The board of Irish retailer Arnotts has secured a "credible", London-based financial backer with retail interests around Europe to help it bid for its loans held by Irish Bank Resolution Corporation, the company's chairman Nigel Blow has told The Irish Times.
Mr Blow declined to identify the backer but said its support had been secured following a long process to find a suitable partner to bid for the loans, which are being sold by IBRC's special liquidators. This process was led by corporate financiers at Investec.
Arnotts loans to IBRC amount to about €230 million in two tranches comprising retail and property close to its Henry Street store. Mr Blow said it was bidding for all of the loans.
Mr Blow said its backer was prepared to support the growth of Arnotts through the addition of between four and six new outlets.
“They are a credible financial backer who operate within retail who have had an interest in Arnotts for a very long time,” Mr Blow said. They have a lot of expertise to bring to the table.”
On the potential expansion of the business, Mr Blow said this would more likely be via homestores as opposed to “full-blown” department stores. “There’s a very strong case for expanding into homestores,” he said. “We have an incredible USP in furniture.”
Mr Blow said a recent warehouse sale of furniture, electrical and home goods at Furry Park, north Dublin, had yielded sales of €500,000 in 10 hours. “That’s what we would take on a typical Saturday in Arnotts.

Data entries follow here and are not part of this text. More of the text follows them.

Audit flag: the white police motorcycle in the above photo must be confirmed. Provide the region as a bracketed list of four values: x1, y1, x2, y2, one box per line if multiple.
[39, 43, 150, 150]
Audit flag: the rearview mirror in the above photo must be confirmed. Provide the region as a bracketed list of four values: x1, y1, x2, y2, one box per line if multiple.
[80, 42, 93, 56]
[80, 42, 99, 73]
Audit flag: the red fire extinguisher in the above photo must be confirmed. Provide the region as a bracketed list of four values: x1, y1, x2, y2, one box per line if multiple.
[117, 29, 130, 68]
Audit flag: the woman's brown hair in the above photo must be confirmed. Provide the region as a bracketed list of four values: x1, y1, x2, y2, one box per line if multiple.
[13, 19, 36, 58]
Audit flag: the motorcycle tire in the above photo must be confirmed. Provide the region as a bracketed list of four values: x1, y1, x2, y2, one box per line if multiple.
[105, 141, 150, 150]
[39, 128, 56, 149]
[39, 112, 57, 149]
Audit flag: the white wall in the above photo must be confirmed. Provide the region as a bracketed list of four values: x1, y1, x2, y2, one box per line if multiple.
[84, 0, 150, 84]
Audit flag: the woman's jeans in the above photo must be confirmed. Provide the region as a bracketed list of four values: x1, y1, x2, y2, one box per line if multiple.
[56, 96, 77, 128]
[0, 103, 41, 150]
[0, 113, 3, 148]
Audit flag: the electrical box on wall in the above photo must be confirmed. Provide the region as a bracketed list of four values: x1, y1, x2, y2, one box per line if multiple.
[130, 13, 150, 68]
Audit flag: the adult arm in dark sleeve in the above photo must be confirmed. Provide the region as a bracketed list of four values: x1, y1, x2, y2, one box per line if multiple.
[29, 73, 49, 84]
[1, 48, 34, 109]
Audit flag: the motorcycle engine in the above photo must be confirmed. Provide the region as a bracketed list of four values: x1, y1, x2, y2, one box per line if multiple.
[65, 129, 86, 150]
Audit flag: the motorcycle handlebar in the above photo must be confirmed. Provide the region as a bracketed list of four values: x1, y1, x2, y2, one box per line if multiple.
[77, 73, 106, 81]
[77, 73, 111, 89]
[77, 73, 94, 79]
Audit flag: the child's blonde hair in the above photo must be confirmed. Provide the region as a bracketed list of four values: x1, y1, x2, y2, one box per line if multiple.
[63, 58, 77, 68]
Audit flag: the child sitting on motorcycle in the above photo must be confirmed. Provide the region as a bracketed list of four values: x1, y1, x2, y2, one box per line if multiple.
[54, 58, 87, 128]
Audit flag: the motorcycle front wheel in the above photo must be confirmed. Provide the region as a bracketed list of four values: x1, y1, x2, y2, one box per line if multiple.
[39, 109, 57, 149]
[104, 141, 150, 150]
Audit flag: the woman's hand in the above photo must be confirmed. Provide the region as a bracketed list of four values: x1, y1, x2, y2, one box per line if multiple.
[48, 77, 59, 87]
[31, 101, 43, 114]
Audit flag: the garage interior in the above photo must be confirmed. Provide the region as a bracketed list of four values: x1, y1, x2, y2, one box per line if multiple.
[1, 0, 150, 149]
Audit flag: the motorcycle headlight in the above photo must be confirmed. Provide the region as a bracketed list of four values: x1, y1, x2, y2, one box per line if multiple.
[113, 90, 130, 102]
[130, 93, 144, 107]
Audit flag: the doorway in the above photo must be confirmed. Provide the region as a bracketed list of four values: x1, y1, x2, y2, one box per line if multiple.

That’s an indication to us of the opportunity to trade outside of Henry Street.”
He cited Cork and Galway as likely areas of new openings, along with a couple of shops on the outskirts of Dublin. It also plans to expand its online offering.
Arnotts is not be the only bidder for its IBRC loans. Three or four groups are believed to have made the shortlist for the final round of bidding in early December, including UK retailer Selfridges, which is owned by Canadian businessman Galen Weston, who also owns Irish retailer Brown Thomas.
Acquisition
Mr Blow said Arnotts interests would not be best served by being purchased by a trade player, particularly one with an existing business in Ireland, as this would most likely lead to the brand being replaced over time and staff layoffs.
On Selfridges’ reported interest, Mr Blow said it “can’t be the right thing for the consumer or the company for them [Brown Thomas and Arnotts] to be owned by the same person [Galen Weston]”.
Mr Blow, previously a senior executive with Brown Thomas, believes that any acquisition by Selfridges would result in a number of functions being centralised and up to 100 job losses at Arnotts.
“You would also have to imagine that over time the Arnotts brand wouldn’t be above the door,” he added.
In addition to the IBRC loans, Arnotts also owes about €140 million to Ulster Bank. The banks took control of the business in 2010 after Arnotts’ proposed Northern Quarter commercial development bit the dust.
Mr Blow declined to comment on Ulster Bank’s position in relation to Arnotts’ IBRC loans except to say that it had been “supportive” of the company over the past number of years. On current trading, Mr Blow said sales were up across all categories, including furniture, which has suffered more than most since the economy crashed.
“Finally the [furniture] order book is ahead of last year for the first time in about five years,” he said.
“Arnotts is trading well at the moment but a lot will depend on our sales over Christmas and the new year.”